Neural circuitry in psychotic disorders

Roscoe Brady, MD, PhD, Assistant Professor of Psychiatry at Harvard Medical School

The goal of our laboratory is to better understand the neural circuit basis of symptomatology in psychotic disorders. In the psychiatric clinic, the near-term goal of treatment is frequently to help patients with chronic mental illness move from a symptomatic state into an asymptomatic state of health. Despite the ubiquity of this treatment goal, we have a poor understanding of the neural basis of how disease states differ in patients with chronic disorders.
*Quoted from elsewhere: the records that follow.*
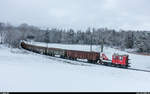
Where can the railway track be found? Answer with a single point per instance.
(85, 63)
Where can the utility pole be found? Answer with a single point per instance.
(47, 36)
(91, 41)
(102, 45)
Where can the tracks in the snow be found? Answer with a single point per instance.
(84, 63)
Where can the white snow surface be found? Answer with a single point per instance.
(23, 71)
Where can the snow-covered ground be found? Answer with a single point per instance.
(26, 71)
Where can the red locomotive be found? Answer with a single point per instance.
(92, 57)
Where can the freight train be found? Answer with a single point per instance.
(91, 57)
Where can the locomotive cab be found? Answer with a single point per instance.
(120, 60)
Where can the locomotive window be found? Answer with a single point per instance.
(120, 58)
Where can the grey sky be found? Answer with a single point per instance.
(78, 14)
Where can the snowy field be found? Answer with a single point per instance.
(26, 71)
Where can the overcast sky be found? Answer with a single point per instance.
(78, 14)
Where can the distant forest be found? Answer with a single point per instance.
(139, 40)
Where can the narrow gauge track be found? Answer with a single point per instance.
(84, 63)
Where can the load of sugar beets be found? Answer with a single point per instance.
(92, 57)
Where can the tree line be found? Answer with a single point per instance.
(124, 39)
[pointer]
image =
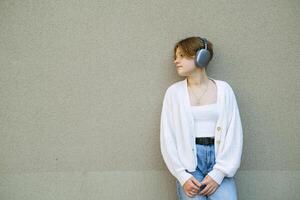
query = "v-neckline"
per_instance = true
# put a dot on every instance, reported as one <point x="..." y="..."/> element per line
<point x="205" y="105"/>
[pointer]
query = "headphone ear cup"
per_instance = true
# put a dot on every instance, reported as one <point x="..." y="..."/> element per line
<point x="202" y="58"/>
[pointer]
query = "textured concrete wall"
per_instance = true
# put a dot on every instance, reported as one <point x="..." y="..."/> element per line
<point x="82" y="84"/>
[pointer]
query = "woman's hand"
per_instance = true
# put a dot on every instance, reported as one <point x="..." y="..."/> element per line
<point x="211" y="186"/>
<point x="191" y="187"/>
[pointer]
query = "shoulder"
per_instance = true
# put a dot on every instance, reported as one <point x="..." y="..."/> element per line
<point x="226" y="86"/>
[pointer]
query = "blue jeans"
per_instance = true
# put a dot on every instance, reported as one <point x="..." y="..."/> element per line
<point x="206" y="160"/>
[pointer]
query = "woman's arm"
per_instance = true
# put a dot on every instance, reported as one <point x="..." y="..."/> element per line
<point x="229" y="159"/>
<point x="168" y="142"/>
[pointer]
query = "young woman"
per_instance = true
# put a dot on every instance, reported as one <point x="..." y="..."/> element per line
<point x="201" y="133"/>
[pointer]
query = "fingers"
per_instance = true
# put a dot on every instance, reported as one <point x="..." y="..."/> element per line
<point x="196" y="183"/>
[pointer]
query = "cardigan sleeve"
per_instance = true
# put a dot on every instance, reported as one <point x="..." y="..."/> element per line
<point x="229" y="159"/>
<point x="168" y="143"/>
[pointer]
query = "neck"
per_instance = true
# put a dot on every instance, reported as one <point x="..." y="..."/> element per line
<point x="197" y="79"/>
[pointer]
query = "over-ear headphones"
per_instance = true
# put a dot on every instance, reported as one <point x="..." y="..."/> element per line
<point x="202" y="56"/>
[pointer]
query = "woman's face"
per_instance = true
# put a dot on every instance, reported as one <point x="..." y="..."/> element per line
<point x="185" y="66"/>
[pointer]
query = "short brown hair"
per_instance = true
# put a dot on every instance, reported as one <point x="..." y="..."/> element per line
<point x="190" y="45"/>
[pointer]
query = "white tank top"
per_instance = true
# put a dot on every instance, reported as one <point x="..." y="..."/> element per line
<point x="205" y="118"/>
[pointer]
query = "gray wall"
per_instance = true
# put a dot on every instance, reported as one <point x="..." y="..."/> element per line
<point x="82" y="84"/>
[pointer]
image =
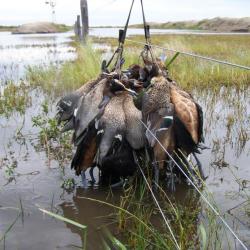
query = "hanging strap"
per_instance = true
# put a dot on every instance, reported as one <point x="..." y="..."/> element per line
<point x="146" y="27"/>
<point x="121" y="40"/>
<point x="147" y="47"/>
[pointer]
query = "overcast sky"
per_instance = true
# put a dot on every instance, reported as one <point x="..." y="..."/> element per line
<point x="114" y="12"/>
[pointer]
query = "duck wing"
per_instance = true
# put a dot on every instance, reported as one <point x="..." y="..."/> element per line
<point x="188" y="113"/>
<point x="88" y="109"/>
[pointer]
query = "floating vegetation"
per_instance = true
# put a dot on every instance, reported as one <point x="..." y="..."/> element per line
<point x="9" y="163"/>
<point x="14" y="98"/>
<point x="56" y="145"/>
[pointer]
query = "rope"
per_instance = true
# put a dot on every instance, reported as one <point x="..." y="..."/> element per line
<point x="194" y="55"/>
<point x="197" y="189"/>
<point x="158" y="205"/>
<point x="122" y="38"/>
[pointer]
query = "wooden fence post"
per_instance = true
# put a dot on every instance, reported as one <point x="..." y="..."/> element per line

We have used functional Magnetic Resonance Imaging (fMRI) in human participants with psychotic disorders to understand how neural circuits mediate different symptomatic states. In studies of participants with bipolar disorder, we have demonstrated that bipolar mania is distinguished from euthymia by the disruption of circuits of emotion regulation. We have subsequently replicated these findings in an independent cohort of subjects with bipolar disorder who have undergone fMRI imaging longitudinally across states of mania and euthymia. We have also performed the first studies exploring the connectomics of bipolar mania to understand how other symptoms of bipolar mania (e.g. increased activity) are reflected in large scale brain networks.  Ongoing work seeks to extend these studies of circuit pathology to bipolar depression.

A separate focus of our work has been to understand the neural circuits that mediate medication refractory symptoms of schizophrenia. In this disorder, negative symptoms (amotivation, anhedonia, and expressive deficits) and impairments in social cognition are the strongest predictors of poor functional outcomes such as homelessness and unemployment. We have used recent innovations in data-driven functional neuroimaging to elucidate how these deficits are reflected in brain network pathology. We have replicated these findings across multiple sites and, through collaboration with Mark Halko, PhD (BIDMC Neurology), we are empirically testing these circuit-symptom relationships by selectively modulating circuit activity using repetitive Transcranial Magnetic Stimulation (rTMS).